One of my favorite spots is the stretch of beach near the jetties in Isla Blanca Park. Most weekends, and almost every day during the summer, this beach is crowded with vacationers, sunbathers, surfers, fishermen and lovers; all enjoying the sweet smell of salt air. As a locksmith (Almost Always Available Locksmith) I get numerous calls from unfortunates who have lost their car keys in the surf or somewhere along the water’s edge. It just stands to reason to expect some of these folks to have also lost pendants, watches, necklaces, rings, coins and other adornments in the hot shifting sands.
Laying out a grid is the best way to hunt a site, but that is not always possible at a crowded beach. I will usually select a garbage can or other semi-permanent fixture as a starting point. By traversing a pre-planned path, I will always be near a place where I can dump any pull tabs, broken glass and other flotsam that I find. From there, I study the lay of the land, choosing distances and the most easily traveled route.

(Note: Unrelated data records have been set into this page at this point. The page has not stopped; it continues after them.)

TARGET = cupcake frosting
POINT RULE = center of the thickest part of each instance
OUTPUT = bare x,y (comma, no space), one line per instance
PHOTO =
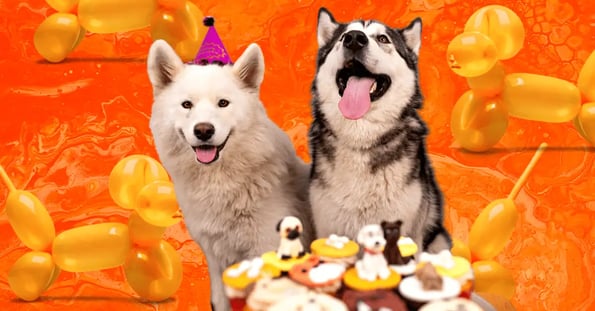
309,301
412,289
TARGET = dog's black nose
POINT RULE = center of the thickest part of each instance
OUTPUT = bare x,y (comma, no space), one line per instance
204,131
355,40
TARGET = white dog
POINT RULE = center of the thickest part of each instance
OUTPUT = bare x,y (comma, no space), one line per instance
235,172
290,229
373,265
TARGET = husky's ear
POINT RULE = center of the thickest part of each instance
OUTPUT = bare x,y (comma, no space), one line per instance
412,35
163,64
326,26
250,66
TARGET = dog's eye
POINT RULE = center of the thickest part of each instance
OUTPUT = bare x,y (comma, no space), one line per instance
382,39
223,103
186,104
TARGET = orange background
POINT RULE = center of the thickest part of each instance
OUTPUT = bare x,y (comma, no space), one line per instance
64,126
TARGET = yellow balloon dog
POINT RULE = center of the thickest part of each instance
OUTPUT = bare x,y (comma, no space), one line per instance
176,21
152,266
480,116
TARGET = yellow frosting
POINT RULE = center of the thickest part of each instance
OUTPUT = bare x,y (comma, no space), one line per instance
270,258
319,247
242,281
408,249
460,268
352,280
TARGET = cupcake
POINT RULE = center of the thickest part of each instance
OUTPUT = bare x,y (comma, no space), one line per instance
373,300
238,278
337,249
456,304
290,251
427,285
371,271
455,267
268,292
309,301
284,265
320,277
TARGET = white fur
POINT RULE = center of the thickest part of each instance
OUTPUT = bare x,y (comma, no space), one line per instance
372,265
231,206
287,247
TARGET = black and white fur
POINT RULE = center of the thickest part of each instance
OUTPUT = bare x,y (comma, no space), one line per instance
375,168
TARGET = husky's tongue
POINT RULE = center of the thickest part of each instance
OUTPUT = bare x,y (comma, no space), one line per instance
356,98
206,155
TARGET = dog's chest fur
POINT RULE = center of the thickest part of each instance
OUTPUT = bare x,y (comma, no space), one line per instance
362,197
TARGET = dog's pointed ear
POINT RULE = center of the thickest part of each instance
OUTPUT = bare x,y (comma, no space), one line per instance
163,65
250,66
326,26
361,236
412,35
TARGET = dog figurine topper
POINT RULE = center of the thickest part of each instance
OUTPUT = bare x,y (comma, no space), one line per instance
373,264
290,229
392,233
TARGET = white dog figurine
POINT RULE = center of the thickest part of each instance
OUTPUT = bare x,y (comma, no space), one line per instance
290,228
373,265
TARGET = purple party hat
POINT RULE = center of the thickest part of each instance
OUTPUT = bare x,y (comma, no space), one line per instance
212,50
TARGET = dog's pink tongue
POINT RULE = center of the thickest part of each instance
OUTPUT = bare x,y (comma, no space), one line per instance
206,155
356,98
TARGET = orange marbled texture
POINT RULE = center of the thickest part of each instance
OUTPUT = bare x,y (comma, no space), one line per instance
64,126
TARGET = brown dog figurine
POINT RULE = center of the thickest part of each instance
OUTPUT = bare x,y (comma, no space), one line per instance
392,233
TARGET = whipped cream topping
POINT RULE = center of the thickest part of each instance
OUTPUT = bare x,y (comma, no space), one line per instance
442,259
251,267
405,241
406,269
337,241
326,272
412,289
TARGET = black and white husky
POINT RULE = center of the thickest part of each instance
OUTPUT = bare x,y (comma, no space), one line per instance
367,140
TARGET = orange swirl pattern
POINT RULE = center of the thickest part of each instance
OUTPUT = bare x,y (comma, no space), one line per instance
64,126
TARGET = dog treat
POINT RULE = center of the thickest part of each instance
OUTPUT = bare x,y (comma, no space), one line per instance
430,279
309,301
238,277
455,267
456,304
407,247
268,291
337,249
423,287
322,277
290,229
373,300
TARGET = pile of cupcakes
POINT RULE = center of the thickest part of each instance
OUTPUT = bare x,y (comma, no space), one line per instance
382,271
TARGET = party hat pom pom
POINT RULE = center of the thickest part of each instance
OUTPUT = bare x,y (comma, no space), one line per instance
208,21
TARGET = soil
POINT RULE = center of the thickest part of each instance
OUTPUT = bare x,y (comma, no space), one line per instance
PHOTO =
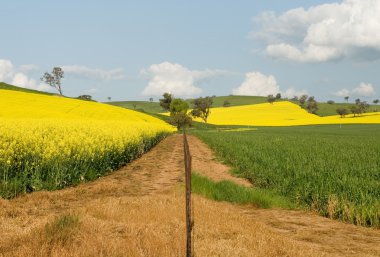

Remember, the detectors’ coil must pass over an object before you can locate it, so choose a path that allows for you to swing the detector in as wide an arc as is possible. Pay particular attention to the area around playground equipment. It is here that the whole family plays.
A mother pushing a swing can lose an earring. The boys playing touch football or volley ball are prime candidates for losing a class ring. The area surrounding swing sets, gym equipment or walkways across the dunes are also excellent spots to hunt. Then there’s the spot where dad lays on a blanket, sipping a beer or soda. He moves around a little, perhaps adjusting for the sun’s rays, or admiring one of the multitudes of beautiful women that seem to congregate on the Island’s beaches. Only the gulls hear the clinking sound of loose change falling from his pockets. A child steps upon the coins and as if by magic, they are seen no more. The Island has claimed her toll and it’s up to you, the treasure hunter, to wrest this fortune away from nature.